The specific historical court that is the implicit background to the Monk’s songs is that of Archbishop Pilgrim II von Puchheim, who ruled Salzburg as an independent ecclesiastical principality between 1365 and 1396. (See » Fig. Throne Seal Pilgrim’s II. of Puchheim)

 

 

The archbishop’s worldly authority extended over most of the current Bundesland Salzburg and included possessions in Styria and Carinthia, and in Carniola in modern Slovenia. Simultaneously, Salzburg’s ecclesiastical ambit (the two did not always overlap) extended over suffragans in modern Bavaria (Freising, Regensburg, Passau and Chiemsee), in Carinthia (Lavant, Gurk) and Styria (Seckau), as well as Brixen/Bressanone in modern Italy. Enjoying close connections with the King of the Romans Wenceslas in Prague, as well as long-standing familial ties to the Habsburg dukes of Austria, Archbishop Pilgrim and his court were well-placed to benefit from the cultural capital of the time.[10]

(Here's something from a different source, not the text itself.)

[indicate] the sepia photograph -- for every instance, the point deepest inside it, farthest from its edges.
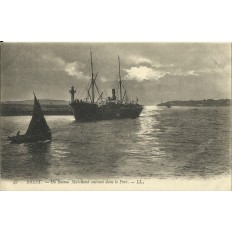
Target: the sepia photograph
(115, 116)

Pilgrim’s reign was a combination of great political exploits on a regional, indeed continental, scale, improved fiscal security and management of the Hochstift’s resources (notably the essentially important salt-works, but also shipping along the Salzach). It is no surprise that his portrait was painted even in charters concerning his ordinary ecclesiastical administration: see » Fig. Throne Seal Pilgrim’s II. of Puchheim.

 

Fig. Archbishop Pilgrim II of Salzburg

Fig. Archbishop Pilgrim II of Salzburg

Detail of an indulgence document from February 25, 1372 for the church in Großarl (Pongau). © Salzburg, Archiv des Erzbistums Salzburg, n. 421 (1372 II 25).

 

Thus when Pilgrim’s tombstone described him as being ‘potens in opere et sermone’ [‘powerful in deed and word’], this is not merely empty rhetoric.[11] The thirty years of his reign were a period of great expansion of the Hochstift Salzburg, and saw it reach its greatest territorial extent with the acquisition of the provostship of Berchtesgaden in 1393.[12]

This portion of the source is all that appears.